Project Directors: Dr. Nic Bao, Dr. Dan Luo & Dr. Xin Yan

Design Lead: Dr. Nic Bao & Dr. Xin Yan

Fabrication Lead: Dr. Nic Bao & Zhengxi Xian (3D printing); Dr. Dan Luo & Linzi Fan & Zhuoyang Xin (Robotic Weaving)

Student Assistants: Liming Liu, Zhuoran Chen, Zixin Wang, Ziyan Li, Xi Chen, Ziyang He

Universities:

RMIT University, School of Architecture and Urban Design;
University of Queensland, School of Architecture and School of Civil Engineering;
Tsinghua University, Future Laboratory

Venue:

Testing Grounds Emporium, 438 Queen Street, Melbourne VIC, Australia

Forcing Tectonics is an exhibition exploring the integration of generative design and digital fabrication in the creation of circular shell plates. These circular shell plates showcased in the exhibition are generated using a structural performance-based algorithm and fabricated using advanced manufacturing techniques that integrate robotic weaving and 3D printing to produce customized components and their future implications for architectural design. The exhibition speculates on the potential applications of digital and automated technologies in the design and fabrication process to significantly improve the productivity of customized non-standard design components and performative material composites, showcasing significant potential in the fabrication of building-scale components.

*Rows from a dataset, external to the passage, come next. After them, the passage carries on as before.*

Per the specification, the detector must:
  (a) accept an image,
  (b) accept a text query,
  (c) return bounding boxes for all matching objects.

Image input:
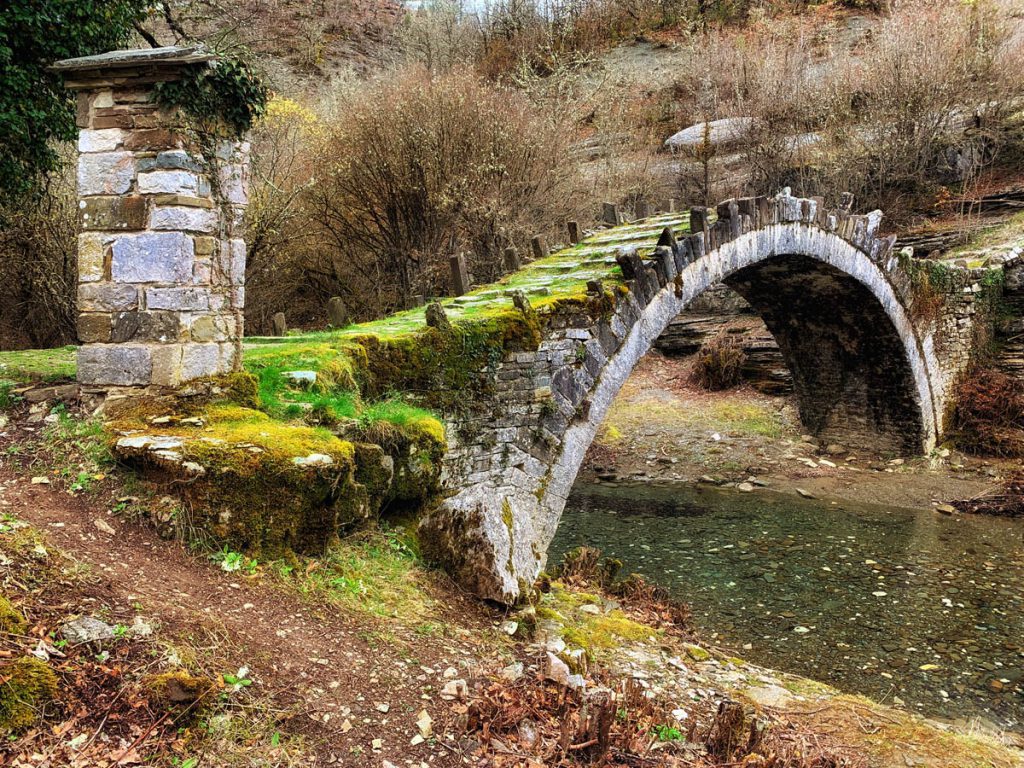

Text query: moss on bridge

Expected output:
[0,214,686,556]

The new design technology and techniques showcased in the exhibition have demonstrated exceptional performance for large-scale customized architecture and structures. The highly flexible and structurally efficient composite material used in the fabrication process also has extraordinary sustainability benefits, significantly reducing waste in the formwork construction and de-moulding process.

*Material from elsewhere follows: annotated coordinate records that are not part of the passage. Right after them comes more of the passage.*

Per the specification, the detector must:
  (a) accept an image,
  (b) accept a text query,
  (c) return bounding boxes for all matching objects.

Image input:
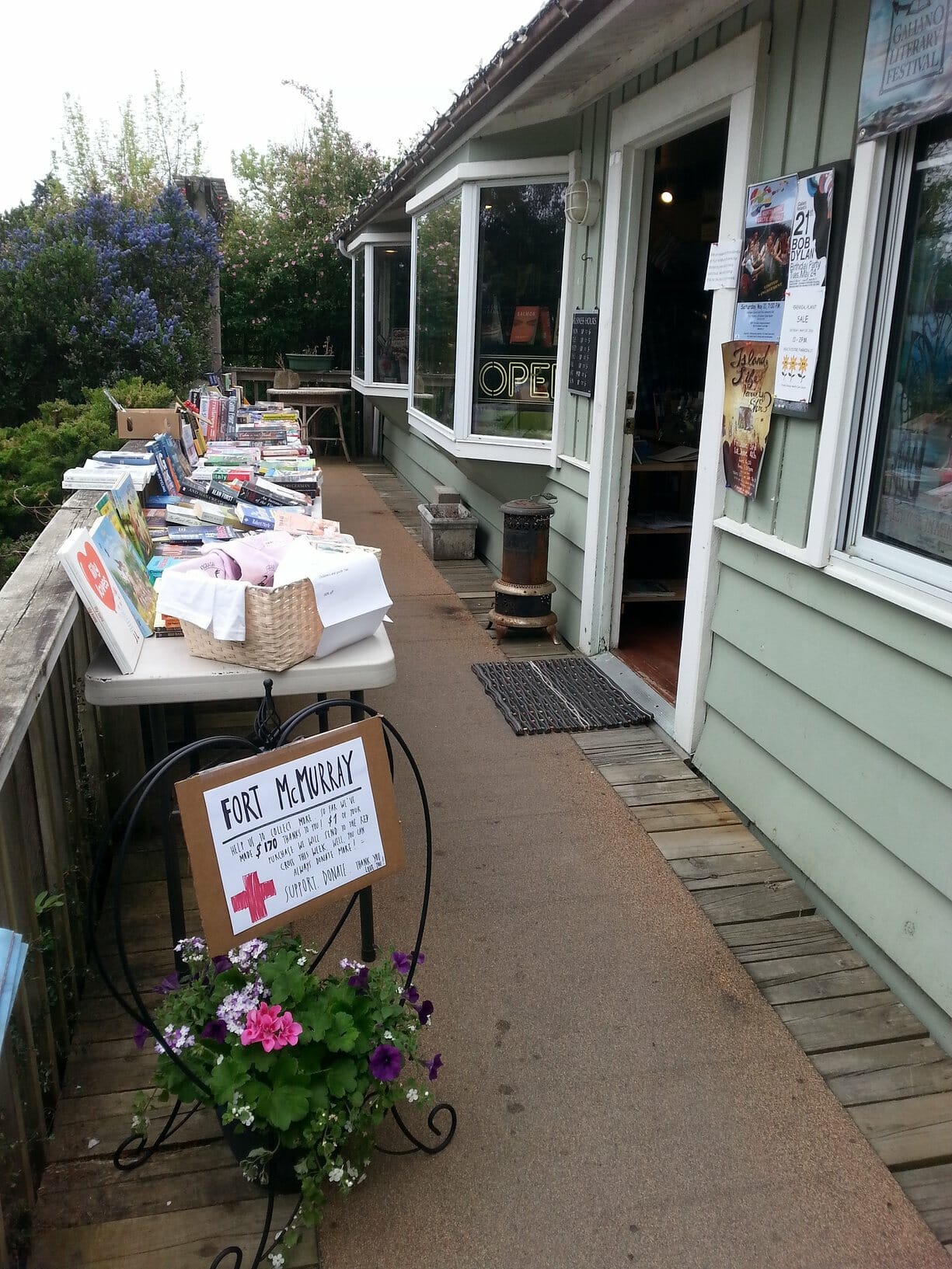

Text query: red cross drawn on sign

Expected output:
[231,872,277,922]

Presented by the collaboration between RMIT University, the University of Queensland, and Tsinghua University, the exhibition features robotically fabricated prototypes that explore the potential of architectural form, structure, ornament, and tectonics through design. The project demonstrates the outcome of a new design and fabrication system for spatial structures based on a combined workflow of robotic weaving and 3D printing techniques. This technology provides a novel method for building adaptive, lightweight, sustainable, low-cost, and reliable structures. The proposed fabrication system showcased in this exhibition could be upscaled for application in the transportable building market, paving the way for highly customized building construction that is affordable, accessible, and environmentally friendly. It opens up new aesthetic possibilities in design and gains attraction from communities and cities for its low-cost and sustainable construction methods.